Depuis plusieurs mois, les extrémistes religieux de tous bords essaient de me mettre à mal en créant des polémiques ou en détruisant mes œuvres. Ce qui est drôle, c’est qu’à chaque fois, ça se retourne contre eux. En juin, des avocats d’extrême droite ont saccagé mon exposition de « Couples Imaginaires » devant la mairie du 3e arrondissement de Paris en retirant au cutter les visages ou les yeux des célébrités qui posaient pour moi. Résultat ? Les photos ont été réimprimées et placées à côté de leurs alter ego lacérés, en donnant aux passants le choix entre un message d’amour ou un message de haine. L’affaire a fait la une des journaux à travers tout le pays et généré une publicité dont ces extrémistes se seraient bien passés.
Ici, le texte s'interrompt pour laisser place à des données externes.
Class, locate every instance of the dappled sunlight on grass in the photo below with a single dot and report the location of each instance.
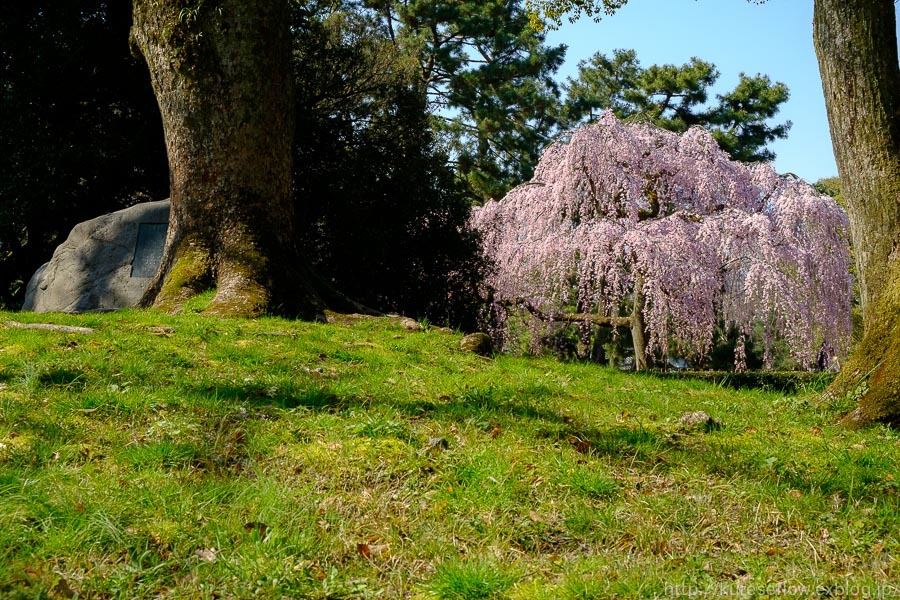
(195, 456)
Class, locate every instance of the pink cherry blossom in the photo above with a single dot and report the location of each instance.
(708, 239)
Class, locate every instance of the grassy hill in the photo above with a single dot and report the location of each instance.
(191, 457)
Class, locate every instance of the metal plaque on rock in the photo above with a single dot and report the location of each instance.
(148, 249)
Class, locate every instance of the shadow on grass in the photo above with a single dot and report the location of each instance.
(318, 398)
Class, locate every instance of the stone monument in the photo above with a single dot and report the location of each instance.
(105, 263)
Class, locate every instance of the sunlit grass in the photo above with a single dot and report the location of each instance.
(196, 457)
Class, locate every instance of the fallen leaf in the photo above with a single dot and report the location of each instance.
(207, 554)
(364, 550)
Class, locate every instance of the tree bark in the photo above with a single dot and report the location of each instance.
(856, 45)
(638, 338)
(222, 76)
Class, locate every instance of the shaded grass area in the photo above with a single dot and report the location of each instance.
(270, 458)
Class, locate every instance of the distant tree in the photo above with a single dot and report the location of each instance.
(380, 211)
(80, 133)
(489, 79)
(831, 186)
(856, 46)
(631, 225)
(675, 98)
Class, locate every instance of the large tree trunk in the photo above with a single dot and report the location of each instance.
(222, 75)
(856, 45)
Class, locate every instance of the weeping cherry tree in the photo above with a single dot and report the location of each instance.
(631, 225)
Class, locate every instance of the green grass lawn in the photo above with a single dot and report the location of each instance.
(191, 457)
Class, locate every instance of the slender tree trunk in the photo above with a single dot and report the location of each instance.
(637, 325)
(222, 76)
(856, 45)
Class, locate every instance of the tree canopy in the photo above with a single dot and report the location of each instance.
(488, 76)
(629, 217)
(675, 98)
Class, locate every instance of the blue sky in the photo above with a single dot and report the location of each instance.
(774, 38)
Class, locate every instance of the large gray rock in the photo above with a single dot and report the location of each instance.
(102, 265)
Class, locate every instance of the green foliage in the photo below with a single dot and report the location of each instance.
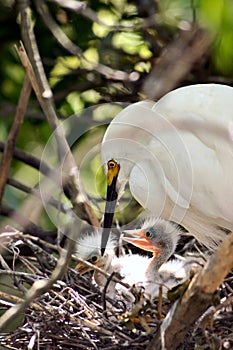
(111, 38)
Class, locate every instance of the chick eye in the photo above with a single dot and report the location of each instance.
(148, 234)
(94, 259)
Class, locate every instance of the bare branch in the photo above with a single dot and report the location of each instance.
(38, 288)
(12, 137)
(176, 62)
(41, 87)
(67, 44)
(29, 160)
(196, 299)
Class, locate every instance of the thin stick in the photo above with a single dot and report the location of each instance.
(12, 137)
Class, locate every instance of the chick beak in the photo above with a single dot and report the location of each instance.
(111, 199)
(139, 239)
(82, 268)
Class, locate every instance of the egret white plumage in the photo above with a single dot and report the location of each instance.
(177, 168)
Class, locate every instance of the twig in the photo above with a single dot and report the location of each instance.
(29, 159)
(35, 71)
(67, 44)
(27, 225)
(176, 61)
(12, 137)
(34, 191)
(39, 287)
(196, 300)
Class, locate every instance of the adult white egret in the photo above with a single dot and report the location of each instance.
(177, 155)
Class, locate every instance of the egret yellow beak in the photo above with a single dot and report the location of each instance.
(111, 199)
(138, 239)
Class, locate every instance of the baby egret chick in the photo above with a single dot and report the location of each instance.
(159, 237)
(177, 156)
(88, 249)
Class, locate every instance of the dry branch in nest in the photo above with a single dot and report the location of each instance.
(70, 314)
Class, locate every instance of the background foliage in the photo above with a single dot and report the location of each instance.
(100, 52)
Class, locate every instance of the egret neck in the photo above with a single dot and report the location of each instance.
(111, 199)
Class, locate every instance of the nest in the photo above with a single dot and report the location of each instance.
(73, 314)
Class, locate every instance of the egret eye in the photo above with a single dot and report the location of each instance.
(148, 234)
(94, 259)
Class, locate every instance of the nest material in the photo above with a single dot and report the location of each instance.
(71, 315)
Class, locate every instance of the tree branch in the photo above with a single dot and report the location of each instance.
(35, 71)
(176, 62)
(12, 137)
(196, 299)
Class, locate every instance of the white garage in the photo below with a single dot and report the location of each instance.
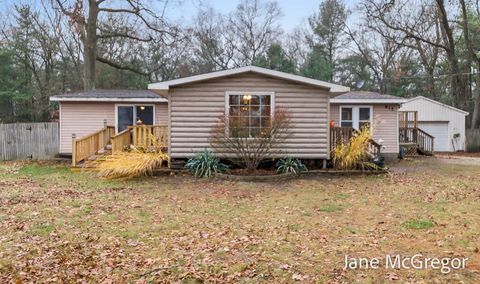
(445, 123)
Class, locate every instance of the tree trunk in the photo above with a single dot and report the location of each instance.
(90, 46)
(476, 107)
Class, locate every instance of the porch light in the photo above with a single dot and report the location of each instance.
(247, 97)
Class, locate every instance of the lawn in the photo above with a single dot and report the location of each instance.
(58, 226)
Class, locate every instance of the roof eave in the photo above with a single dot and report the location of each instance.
(90, 99)
(367, 101)
(165, 86)
(439, 103)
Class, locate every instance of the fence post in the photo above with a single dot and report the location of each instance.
(74, 150)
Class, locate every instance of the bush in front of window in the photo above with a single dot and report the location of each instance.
(205, 164)
(235, 139)
(290, 165)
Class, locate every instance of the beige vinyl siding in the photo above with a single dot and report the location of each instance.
(161, 113)
(82, 119)
(195, 108)
(384, 124)
(87, 117)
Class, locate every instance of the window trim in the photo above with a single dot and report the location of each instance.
(239, 93)
(355, 115)
(134, 112)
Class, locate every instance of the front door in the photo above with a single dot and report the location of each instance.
(134, 115)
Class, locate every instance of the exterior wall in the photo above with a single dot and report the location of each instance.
(196, 107)
(83, 118)
(431, 112)
(384, 124)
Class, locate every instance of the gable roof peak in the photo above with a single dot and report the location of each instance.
(165, 86)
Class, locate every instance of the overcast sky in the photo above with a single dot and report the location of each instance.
(295, 12)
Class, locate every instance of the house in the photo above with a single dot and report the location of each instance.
(182, 113)
(380, 111)
(445, 123)
(82, 114)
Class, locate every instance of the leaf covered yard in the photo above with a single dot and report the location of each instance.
(57, 226)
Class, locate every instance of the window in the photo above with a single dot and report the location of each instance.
(248, 113)
(356, 117)
(347, 117)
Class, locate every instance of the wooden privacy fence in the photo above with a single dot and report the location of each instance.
(22, 141)
(473, 140)
(87, 146)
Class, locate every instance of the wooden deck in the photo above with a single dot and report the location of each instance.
(105, 141)
(414, 140)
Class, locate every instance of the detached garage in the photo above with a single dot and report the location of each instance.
(445, 123)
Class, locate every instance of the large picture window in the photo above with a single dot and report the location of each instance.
(248, 113)
(355, 116)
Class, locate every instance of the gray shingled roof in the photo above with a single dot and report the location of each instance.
(112, 94)
(356, 95)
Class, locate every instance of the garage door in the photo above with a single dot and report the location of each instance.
(439, 130)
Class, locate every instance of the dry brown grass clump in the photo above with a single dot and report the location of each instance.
(125, 165)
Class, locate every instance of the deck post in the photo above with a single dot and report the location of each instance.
(74, 150)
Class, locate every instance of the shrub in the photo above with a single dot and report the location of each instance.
(229, 138)
(205, 164)
(355, 153)
(290, 165)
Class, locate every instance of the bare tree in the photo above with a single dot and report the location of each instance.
(404, 17)
(213, 41)
(328, 29)
(255, 27)
(92, 29)
(473, 55)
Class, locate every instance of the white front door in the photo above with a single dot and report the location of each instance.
(128, 115)
(439, 130)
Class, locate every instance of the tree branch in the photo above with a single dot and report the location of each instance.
(121, 67)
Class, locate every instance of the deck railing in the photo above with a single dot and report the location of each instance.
(121, 140)
(417, 137)
(87, 146)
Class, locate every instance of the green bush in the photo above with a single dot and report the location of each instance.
(205, 164)
(290, 165)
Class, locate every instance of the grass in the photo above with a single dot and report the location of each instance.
(61, 225)
(418, 224)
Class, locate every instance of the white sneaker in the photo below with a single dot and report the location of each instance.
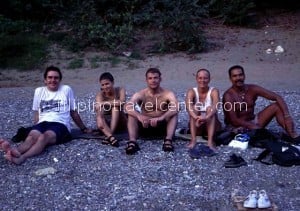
(240, 141)
(263, 200)
(251, 200)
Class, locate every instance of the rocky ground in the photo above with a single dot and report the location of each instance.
(86, 175)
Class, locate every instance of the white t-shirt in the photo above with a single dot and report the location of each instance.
(54, 106)
(207, 102)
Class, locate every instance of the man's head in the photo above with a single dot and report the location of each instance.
(106, 82)
(106, 76)
(236, 75)
(203, 77)
(53, 68)
(153, 78)
(52, 78)
(235, 67)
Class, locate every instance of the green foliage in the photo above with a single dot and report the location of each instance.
(113, 25)
(75, 63)
(22, 51)
(233, 12)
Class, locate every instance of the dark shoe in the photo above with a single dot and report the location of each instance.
(195, 153)
(132, 147)
(168, 146)
(288, 138)
(206, 151)
(201, 151)
(111, 140)
(235, 162)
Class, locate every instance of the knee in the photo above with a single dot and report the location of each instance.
(100, 125)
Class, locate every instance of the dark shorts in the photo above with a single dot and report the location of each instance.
(62, 133)
(153, 132)
(122, 123)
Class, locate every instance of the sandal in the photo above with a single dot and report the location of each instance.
(111, 141)
(168, 146)
(132, 147)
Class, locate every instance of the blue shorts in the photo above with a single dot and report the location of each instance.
(62, 133)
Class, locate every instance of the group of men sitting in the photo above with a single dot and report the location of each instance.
(150, 111)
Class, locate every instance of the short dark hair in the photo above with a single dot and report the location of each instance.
(52, 68)
(235, 67)
(153, 70)
(202, 69)
(107, 76)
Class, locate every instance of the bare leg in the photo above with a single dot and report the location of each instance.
(6, 147)
(273, 110)
(132, 126)
(102, 125)
(171, 127)
(115, 116)
(48, 138)
(193, 129)
(213, 125)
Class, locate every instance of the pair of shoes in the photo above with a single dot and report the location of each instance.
(183, 133)
(111, 141)
(235, 162)
(132, 147)
(200, 151)
(240, 141)
(168, 146)
(257, 200)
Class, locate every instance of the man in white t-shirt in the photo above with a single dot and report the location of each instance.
(53, 105)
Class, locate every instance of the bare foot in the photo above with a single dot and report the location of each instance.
(212, 147)
(1, 142)
(9, 156)
(5, 146)
(191, 144)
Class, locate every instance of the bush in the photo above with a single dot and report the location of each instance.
(22, 51)
(233, 12)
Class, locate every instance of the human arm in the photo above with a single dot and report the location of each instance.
(100, 102)
(35, 117)
(78, 121)
(231, 111)
(215, 103)
(262, 92)
(130, 108)
(172, 109)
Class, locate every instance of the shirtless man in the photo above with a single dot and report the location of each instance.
(53, 105)
(239, 102)
(202, 104)
(109, 109)
(157, 116)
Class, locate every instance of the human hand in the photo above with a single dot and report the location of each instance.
(144, 120)
(154, 121)
(87, 130)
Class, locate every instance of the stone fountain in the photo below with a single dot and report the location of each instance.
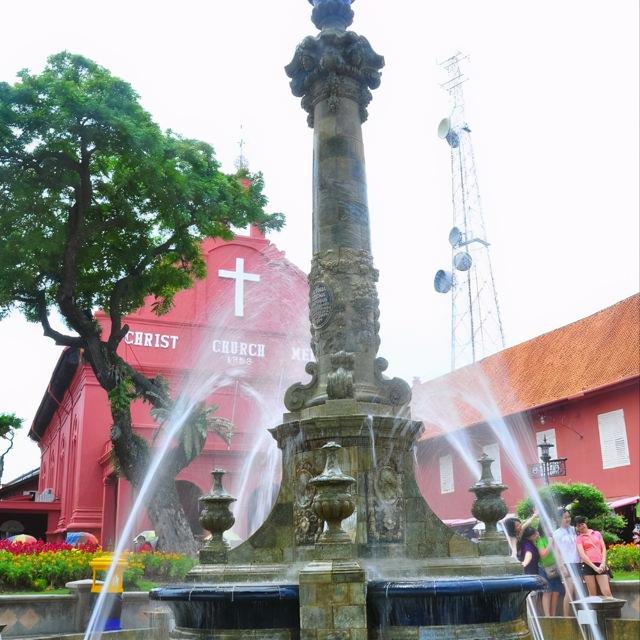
(392, 569)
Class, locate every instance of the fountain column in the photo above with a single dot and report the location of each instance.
(333, 73)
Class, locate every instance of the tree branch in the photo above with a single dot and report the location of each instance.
(43, 315)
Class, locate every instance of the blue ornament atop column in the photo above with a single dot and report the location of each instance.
(332, 14)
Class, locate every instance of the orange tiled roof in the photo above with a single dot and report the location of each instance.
(599, 350)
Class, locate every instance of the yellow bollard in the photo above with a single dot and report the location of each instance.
(113, 601)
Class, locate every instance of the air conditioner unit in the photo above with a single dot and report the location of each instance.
(46, 496)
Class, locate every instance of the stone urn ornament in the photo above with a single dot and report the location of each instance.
(216, 517)
(490, 508)
(333, 501)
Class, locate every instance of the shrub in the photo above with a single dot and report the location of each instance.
(40, 565)
(164, 567)
(623, 557)
(582, 500)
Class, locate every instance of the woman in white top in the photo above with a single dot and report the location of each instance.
(564, 538)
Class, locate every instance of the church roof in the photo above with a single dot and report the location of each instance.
(592, 353)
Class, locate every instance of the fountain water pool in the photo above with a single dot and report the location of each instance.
(428, 581)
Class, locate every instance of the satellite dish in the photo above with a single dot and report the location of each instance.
(444, 127)
(455, 236)
(443, 281)
(462, 261)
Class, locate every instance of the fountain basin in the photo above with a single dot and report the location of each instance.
(443, 602)
(448, 601)
(231, 606)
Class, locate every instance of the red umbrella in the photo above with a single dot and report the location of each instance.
(22, 537)
(80, 537)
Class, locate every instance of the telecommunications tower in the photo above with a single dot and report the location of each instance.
(476, 328)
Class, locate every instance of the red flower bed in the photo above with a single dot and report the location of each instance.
(20, 548)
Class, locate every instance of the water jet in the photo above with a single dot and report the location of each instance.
(393, 568)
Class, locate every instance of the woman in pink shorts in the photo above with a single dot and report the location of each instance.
(593, 554)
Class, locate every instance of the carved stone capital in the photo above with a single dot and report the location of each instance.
(331, 14)
(334, 65)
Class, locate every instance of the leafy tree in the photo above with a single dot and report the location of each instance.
(99, 209)
(9, 423)
(581, 500)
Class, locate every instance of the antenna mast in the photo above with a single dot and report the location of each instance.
(476, 327)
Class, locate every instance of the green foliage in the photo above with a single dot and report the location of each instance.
(84, 168)
(165, 567)
(623, 557)
(122, 395)
(51, 568)
(581, 500)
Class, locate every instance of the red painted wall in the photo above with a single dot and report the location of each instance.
(250, 360)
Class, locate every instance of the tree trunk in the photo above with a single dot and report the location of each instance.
(169, 520)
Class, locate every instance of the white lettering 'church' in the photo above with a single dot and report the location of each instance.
(239, 276)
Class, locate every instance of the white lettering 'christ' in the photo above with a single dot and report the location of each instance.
(239, 276)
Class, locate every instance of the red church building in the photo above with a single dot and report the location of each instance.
(244, 331)
(578, 387)
(237, 338)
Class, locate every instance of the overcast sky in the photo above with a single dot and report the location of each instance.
(552, 101)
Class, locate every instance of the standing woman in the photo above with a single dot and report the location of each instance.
(513, 528)
(593, 554)
(565, 540)
(550, 571)
(529, 554)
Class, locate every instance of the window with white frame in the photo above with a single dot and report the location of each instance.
(446, 474)
(550, 435)
(613, 439)
(493, 451)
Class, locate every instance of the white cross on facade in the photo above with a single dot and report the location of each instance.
(239, 276)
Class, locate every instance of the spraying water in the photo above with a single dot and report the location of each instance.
(451, 411)
(183, 408)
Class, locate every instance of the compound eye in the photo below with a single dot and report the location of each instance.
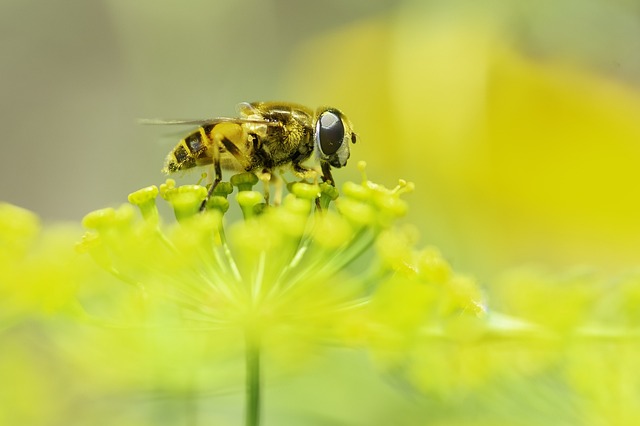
(329, 132)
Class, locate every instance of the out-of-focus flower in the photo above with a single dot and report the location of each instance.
(511, 150)
(37, 270)
(285, 279)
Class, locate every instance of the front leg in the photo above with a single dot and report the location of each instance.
(326, 174)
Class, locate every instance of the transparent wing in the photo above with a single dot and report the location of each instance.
(154, 121)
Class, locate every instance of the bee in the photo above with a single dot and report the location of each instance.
(265, 137)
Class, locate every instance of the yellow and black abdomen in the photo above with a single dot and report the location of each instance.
(225, 140)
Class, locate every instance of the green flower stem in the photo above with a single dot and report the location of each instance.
(253, 383)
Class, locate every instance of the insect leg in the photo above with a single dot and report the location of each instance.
(214, 149)
(217, 180)
(326, 174)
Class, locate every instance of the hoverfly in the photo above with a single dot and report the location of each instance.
(267, 136)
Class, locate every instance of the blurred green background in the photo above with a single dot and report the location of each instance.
(518, 121)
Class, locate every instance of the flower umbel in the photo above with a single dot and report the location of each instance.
(302, 271)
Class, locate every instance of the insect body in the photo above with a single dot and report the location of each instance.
(266, 136)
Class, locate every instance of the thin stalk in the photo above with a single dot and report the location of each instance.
(253, 383)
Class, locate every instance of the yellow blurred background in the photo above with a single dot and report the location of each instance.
(518, 122)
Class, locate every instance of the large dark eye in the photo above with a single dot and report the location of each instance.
(329, 132)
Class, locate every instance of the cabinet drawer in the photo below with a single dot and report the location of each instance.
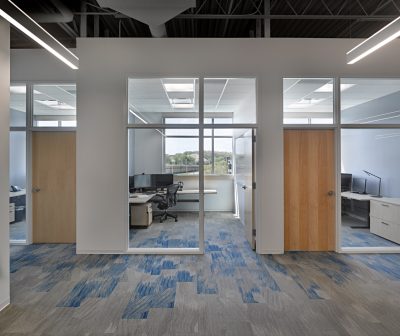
(385, 229)
(385, 211)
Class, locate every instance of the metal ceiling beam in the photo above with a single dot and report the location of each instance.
(286, 17)
(260, 16)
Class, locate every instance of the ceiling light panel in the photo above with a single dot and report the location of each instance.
(179, 87)
(376, 41)
(328, 88)
(20, 20)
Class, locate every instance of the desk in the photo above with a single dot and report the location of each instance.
(17, 205)
(360, 205)
(140, 198)
(357, 206)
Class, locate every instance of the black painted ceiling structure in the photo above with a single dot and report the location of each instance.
(69, 19)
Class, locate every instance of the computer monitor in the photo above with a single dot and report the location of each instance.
(131, 183)
(143, 181)
(347, 180)
(163, 180)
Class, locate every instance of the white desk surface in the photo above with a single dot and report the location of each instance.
(17, 193)
(368, 197)
(138, 198)
(195, 191)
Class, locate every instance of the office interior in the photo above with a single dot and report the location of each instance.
(165, 167)
(53, 107)
(370, 182)
(90, 284)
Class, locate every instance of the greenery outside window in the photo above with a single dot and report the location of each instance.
(181, 149)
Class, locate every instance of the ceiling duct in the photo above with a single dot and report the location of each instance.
(154, 13)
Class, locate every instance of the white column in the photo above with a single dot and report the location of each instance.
(4, 170)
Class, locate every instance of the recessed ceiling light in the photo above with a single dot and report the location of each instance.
(182, 105)
(55, 104)
(178, 87)
(329, 87)
(18, 89)
(306, 102)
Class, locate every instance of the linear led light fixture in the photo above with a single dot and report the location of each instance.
(376, 41)
(23, 22)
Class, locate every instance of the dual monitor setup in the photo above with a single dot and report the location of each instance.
(358, 185)
(147, 182)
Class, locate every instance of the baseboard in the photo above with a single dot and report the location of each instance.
(99, 252)
(4, 304)
(271, 252)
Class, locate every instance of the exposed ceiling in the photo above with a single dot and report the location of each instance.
(67, 20)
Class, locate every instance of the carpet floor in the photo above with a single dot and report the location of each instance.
(230, 290)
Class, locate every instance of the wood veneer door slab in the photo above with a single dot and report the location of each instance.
(309, 177)
(54, 173)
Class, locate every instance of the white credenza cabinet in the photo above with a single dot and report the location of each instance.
(385, 219)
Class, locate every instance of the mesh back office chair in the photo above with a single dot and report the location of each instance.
(166, 201)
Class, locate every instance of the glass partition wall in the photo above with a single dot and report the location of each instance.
(365, 115)
(181, 133)
(18, 164)
(370, 158)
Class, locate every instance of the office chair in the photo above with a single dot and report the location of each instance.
(166, 201)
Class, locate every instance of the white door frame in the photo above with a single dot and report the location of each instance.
(201, 126)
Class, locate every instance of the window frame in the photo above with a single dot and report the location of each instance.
(212, 137)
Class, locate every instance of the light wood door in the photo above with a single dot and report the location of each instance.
(244, 175)
(53, 187)
(309, 190)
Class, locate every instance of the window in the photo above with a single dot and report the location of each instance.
(181, 155)
(370, 101)
(308, 101)
(149, 99)
(54, 105)
(17, 105)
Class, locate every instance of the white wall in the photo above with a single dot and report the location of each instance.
(39, 65)
(105, 65)
(4, 148)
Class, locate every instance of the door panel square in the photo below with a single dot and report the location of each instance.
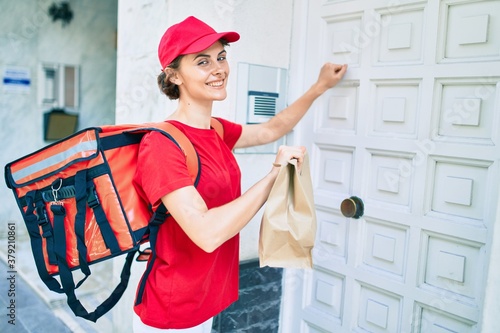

A présent, c’est pareil. En voulant une nouvelle fois mettre à mal le président de la République à travers moi, Christine Boutin s’est une fois de plus ridiculisée. Sa polémique est retombée aussi vite qu’elle a explosé. Quant à François Hollande, la presse qui, jusqu’a présent, avait un peu occulté ce nouveau timbre, elle a salué en masse son désir d’associer la jeunesse française à l’image du pays et de prouver que son avis pouvait littéralement être reproduit à plusieurs milliards d’exemplaires à travers le monde. Tout le contraire de ce que les extrémistes politiques ou religieux avaient espéré en lançant ce boycott indigne, éphémère et, pour le coup, complètement timbré.

Olivier Ciappa (Artiste, créateur du nouveau timbre Marianne)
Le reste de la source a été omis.